想到幼年时在外祖父膝下承欢的欢愉时光,外祖父慈爱的笑容,再难重现,不禁哽咽难言。
他的身后站着一身孝服,眼眶哭得红肿,由两个婢子扶着的李舒婉。
“祖父,爹爹,不孝女婉儿给您们上香叩头了。”
李舒婉跪在滕编青绒软垫上,不住地叩首礼拜,泣不成声。
苍白的脸上不停滚落下来的泪珠,打湿了胸前的一片衣襟。
“婉儿,别哭坏了身子,起来吧。祖父和舅父的在天之灵会感知到你的一片孝顺之心。”
“平哥哥…”李舒婉眼泪汪汪,哭得肝肠寸断。
她想到家遭巨变,亲人尽逝,剩下自己孤苦伶仃,心里一阵又一阵的抽痛。
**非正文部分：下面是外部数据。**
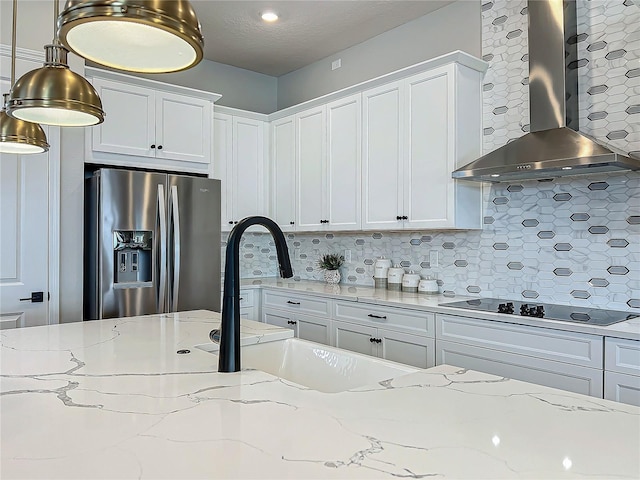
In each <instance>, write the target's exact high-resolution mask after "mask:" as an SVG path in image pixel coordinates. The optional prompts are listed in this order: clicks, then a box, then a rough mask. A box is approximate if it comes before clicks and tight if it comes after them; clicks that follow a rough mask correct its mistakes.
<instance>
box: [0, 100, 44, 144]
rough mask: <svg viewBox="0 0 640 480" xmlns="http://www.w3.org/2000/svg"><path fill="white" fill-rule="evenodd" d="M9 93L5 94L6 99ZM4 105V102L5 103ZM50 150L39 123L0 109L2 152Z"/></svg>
mask: <svg viewBox="0 0 640 480" xmlns="http://www.w3.org/2000/svg"><path fill="white" fill-rule="evenodd" d="M7 95H8V94H5V100H6V97H7ZM3 105H4V104H3ZM47 150H49V144H48V143H47V136H46V134H45V133H44V130H43V129H42V127H41V126H40V125H38V124H37V123H31V122H25V121H23V120H16V119H15V118H11V117H10V116H9V115H7V112H6V110H5V108H4V106H3V108H2V110H0V153H17V154H20V155H26V154H29V153H43V152H46V151H47Z"/></svg>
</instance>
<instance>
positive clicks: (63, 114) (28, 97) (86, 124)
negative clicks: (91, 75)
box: [7, 0, 104, 127]
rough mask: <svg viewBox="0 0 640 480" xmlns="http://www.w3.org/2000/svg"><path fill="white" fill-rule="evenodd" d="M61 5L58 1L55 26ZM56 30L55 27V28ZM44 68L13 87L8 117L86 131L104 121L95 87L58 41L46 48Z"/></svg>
mask: <svg viewBox="0 0 640 480" xmlns="http://www.w3.org/2000/svg"><path fill="white" fill-rule="evenodd" d="M57 17H58V2H57V0H54V22H55V20H56V19H57ZM54 29H55V27H54ZM44 50H45V61H44V66H43V67H42V68H38V69H36V70H32V71H30V72H27V73H26V74H24V75H23V76H22V77H21V78H20V79H19V80H18V81H17V82H16V83H15V84H14V85H13V87H12V89H11V93H10V95H9V100H8V102H7V114H8V115H9V116H11V117H13V118H17V119H20V120H26V121H29V122H36V123H42V124H46V125H59V126H62V127H86V126H88V125H96V124H98V123H102V122H103V121H104V111H103V110H102V102H101V101H100V97H99V96H98V94H97V92H96V91H95V89H94V88H93V86H92V85H91V84H90V83H89V82H88V81H87V80H86V79H85V78H83V77H82V76H81V75H78V74H77V73H75V72H72V71H71V70H70V69H69V65H68V64H67V53H68V50H67V49H66V48H65V47H64V46H62V45H61V44H60V42H59V41H58V39H57V38H56V37H55V32H54V40H53V43H52V44H51V45H45V47H44Z"/></svg>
那颤栗的哀伤,使人强烈地感到心痛难忍。
“婉儿不哭,元平在舅父面前发誓,一定会手刃仇人,替他们报仇雪恨。阿兄也会护你一生周全,绝不让你再遭伤害。”
赵道明眼中弥漫悲伤,上前几步,虚扶起了她。
她是母族好不容易才留存下来的唯一血脉。
朝庭甚今还未为李家平反昭雪,赵道明只能在此英烈洒血的地方,悄悄进行祭祀,以此告慰英灵。
“婉儿,将来李家沉冤得以昭告天下,元平定当为他们召开隆重的祭祀仪式。”
他心里完全明白,李家满族遭此厄难,被奸佞之人拿下,无故遭受了这一场灭顶之灾。实则,那帮恶人的背后目标在他,是为了打压他。
没有外家扶持的皇子在朝中无有势力,处处被人打压,很难夺嫡。
李环匆匆来报:“王爷,钦差大臣正在路上。”
“准备迎接钦差。”
“是,卑职这就去办。”李环退下,骑马而去。
据京都密报,此次燕山关大捷,皇上甚喜,传诏唤他回京封赏。
赵道明眯了眯眼睛望向前方,终于凭自己的力量扳回一局。
他也知道这次回到京城,是怎样的局面。各方势力,虎视眈眈。但他不会退却,定会迎难而上,背水一战。
参与皇子夺谪,必是刻不容缓,争分夺秒。
“张公公,送婉儿回固镇。”
张公公快步上前领命。
“是,王爷放心,奴才定将娘子妥妥送回。”他拂尘一扫,躬身道。
“平哥哥,你不要丢下婉儿,婉儿只有你一个亲人了,想要随你一同回去。”
李舒婉急了,迷惘失神的眼睛转向他,心像被什么揪着一样痛,眼泪顺着苍白的脸颊流下来。
她再也顾不上世家女遵循的伦常规仪,当着众人面,走过去拉住了赵道明的衣袍,哀哀哭泣。
赵道明见状,两人这样拉着不雅,忙挥挥手。张公公和一众侍卫,婢子知趣地低下头,都退到远远的地方。
赵道明轻轻叹了口气,约微沉默了一下,方对表妹正色道:“婉儿,阿兄此去京城明面上看着光鲜,实则是去虎狼之地。是非成败于覆手之间,覆巢之下,安有完卵。但是…不管往后阿兄有何不恻,都已为你安排妥当,只要你不抛头露面,就会安然一生。”
“平哥哥,不要…婉儿如何放心得下。”
“你知道阿兄身边有无数双眼睛盯着吗?未给母族平反之前,你若同去,他们会到处传扬阿兄罔顾圣严,带着罪臣之女回京。”
李舒婉止了哭声,周身弥漫起淡淡寒意,原来平哥哥顾及自己不能大白于人前的身份。
她这几年东躲西藏,夹缝中生存,活下来已属不易。再踏虎狼之地,实在不明智。但又真的舍不得与平哥哥再次分离。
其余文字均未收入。